Range matters: Why we must bridge the gap between certified and real-world EV performance
As electric vehicles (EV) attempt to penetrate the automotive market, their range becomes a crucial metric influencing buyers’ decisions. A common complaint among EV users is the disparity between the range claimed by original equipment manufacturers (OEM) and the actual range experienced on the road.
Recently, the Union Ministry of Road Transport and Highways (MoRTH) revised the requirements for certifying the range of electric cars. Following this, Tata Motors, India’s largest EV manufacturer, announced new certified ranges for five of its EV models.
OEMs are mandated to report a certified EV range by testing the vehicle on a standardised drive cycle. A drive cycle provides a specific speed-time profile of driving behaviour, developed to enable standardised comparisons of fuel economy and emission levels between vehicles.
The certification procedure involves testing EV performance on a chassis dynamometer or a test track at a vehicle homologation centre. Globally recognised drive cycles include the new European drive cycle and the worldwide harmonised light vehicle test procedure.
In India, the Automotive Industry Standards (specifically AIS 040) require that electric cars undergo range testing based on the modified Indian driving cycle (MIDC). The MIDC comprises four urban driving cycles (part I) and one extra-urban driving cycle (part II). Previously, EV range certification only considered part I of the MIDC. However, the recent notification requires that both parts be included in the certified range testing.

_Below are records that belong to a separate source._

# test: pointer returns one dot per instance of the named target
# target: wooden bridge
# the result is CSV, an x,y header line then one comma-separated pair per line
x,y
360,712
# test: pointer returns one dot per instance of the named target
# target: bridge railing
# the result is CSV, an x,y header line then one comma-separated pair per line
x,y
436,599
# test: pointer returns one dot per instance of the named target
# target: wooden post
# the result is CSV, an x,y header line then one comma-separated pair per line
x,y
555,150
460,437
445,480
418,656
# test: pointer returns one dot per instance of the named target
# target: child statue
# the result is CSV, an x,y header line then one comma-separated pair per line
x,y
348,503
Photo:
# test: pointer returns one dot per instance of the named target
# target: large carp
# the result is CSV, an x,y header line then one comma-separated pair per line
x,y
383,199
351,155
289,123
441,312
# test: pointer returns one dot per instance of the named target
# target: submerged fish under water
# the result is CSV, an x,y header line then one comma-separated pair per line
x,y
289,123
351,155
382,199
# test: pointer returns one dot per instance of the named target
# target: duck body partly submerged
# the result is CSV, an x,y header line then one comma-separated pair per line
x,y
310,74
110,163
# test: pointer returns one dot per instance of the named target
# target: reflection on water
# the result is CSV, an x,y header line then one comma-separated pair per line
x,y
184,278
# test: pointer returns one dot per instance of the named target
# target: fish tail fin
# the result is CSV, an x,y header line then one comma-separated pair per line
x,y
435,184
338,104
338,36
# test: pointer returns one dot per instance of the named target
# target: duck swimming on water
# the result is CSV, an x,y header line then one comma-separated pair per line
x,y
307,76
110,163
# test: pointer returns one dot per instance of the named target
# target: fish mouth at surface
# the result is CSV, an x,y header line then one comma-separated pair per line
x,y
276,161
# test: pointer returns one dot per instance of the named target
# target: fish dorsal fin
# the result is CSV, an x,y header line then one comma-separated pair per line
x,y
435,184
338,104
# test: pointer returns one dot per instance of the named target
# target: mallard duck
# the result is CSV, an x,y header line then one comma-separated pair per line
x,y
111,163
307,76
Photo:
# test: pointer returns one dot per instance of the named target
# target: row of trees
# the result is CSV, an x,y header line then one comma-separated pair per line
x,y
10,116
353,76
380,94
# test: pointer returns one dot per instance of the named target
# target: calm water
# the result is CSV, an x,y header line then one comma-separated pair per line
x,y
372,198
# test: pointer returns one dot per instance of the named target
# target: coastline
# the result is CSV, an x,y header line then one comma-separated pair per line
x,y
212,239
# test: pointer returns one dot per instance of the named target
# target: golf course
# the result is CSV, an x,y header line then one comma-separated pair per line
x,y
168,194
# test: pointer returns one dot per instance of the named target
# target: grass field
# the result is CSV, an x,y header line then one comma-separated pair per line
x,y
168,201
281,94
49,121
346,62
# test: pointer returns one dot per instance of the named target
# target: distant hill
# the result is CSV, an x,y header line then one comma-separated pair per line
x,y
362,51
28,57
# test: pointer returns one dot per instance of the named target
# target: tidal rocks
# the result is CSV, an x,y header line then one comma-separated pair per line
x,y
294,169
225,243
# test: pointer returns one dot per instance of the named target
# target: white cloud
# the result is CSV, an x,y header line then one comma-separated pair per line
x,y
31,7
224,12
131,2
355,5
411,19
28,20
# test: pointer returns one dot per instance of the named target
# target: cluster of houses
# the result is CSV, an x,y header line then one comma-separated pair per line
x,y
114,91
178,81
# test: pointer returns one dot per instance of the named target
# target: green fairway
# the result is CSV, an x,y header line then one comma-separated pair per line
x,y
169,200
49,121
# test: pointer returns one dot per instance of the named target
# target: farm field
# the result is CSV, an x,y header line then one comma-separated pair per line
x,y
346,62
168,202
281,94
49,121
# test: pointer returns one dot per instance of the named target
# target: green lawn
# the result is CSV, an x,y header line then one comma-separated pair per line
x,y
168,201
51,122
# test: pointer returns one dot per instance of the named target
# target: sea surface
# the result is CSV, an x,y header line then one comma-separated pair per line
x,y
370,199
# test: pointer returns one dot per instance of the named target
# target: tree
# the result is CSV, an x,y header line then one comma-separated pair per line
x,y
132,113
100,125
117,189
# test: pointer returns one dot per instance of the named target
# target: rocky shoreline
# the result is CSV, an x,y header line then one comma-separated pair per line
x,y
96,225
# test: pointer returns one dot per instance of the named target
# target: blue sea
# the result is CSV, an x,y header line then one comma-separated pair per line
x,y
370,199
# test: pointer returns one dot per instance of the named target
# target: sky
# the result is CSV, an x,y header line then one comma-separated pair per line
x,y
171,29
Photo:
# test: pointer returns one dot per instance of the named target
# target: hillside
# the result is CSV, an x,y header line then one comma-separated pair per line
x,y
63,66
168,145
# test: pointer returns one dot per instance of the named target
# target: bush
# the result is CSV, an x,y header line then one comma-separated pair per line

The addition of the extra-urban component means certified ranges of EVs are expected to reduce, as vehicles tend to consume more energy at higher speeds typical of highways. Interestingly, Tata Motors also provides a “C75 range” — the near real-world driving range that 75 per cent of customers can expect, based on historical data. Notably, the C75 range is on average 23 per cent lower than the MIDC-based cycle (see graph below).
Range comparison of various Tata motors EV models based on different drive cycles
This highlights the significant gap between the certified range advertised by OEMs and the true on-road range available to users. This creates a false perception of the vehicle’s range, often leading to disappointment and mistrust. Real-world driving is highly variable and can include partial charging, different driving and braking styles (aggressive or moderate), fluctuating temperatures, long parking periods (leading to battery degradation) or a combination of these factors — all of which impact the battery’s true range.
This scenario is similar to the internal combustion engine (ICE) vehicle industry, where certified fuel efficiency figures are often higher than what users experience on-road. However, consumers have become more aware of this discrepancy over time. Since the EV industry is still evolving, increasing transparency and building awareness about EV technology is vital.
To address this, a representative drive cycle tailored specifically for EVs needs to be developed, accounting for their unique characteristics such as higher instantaneous acceleration, distinct torque-revolutions per minute profiles and regenerative braking.
Moreover, incorporating real-world operating conditions and seasonality into laboratory tests will improve the accuracy of range estimates and battery health models. This will narrow the gap between certified and real-world ranges, boosting consumer confidence and supporting wider EV adoption.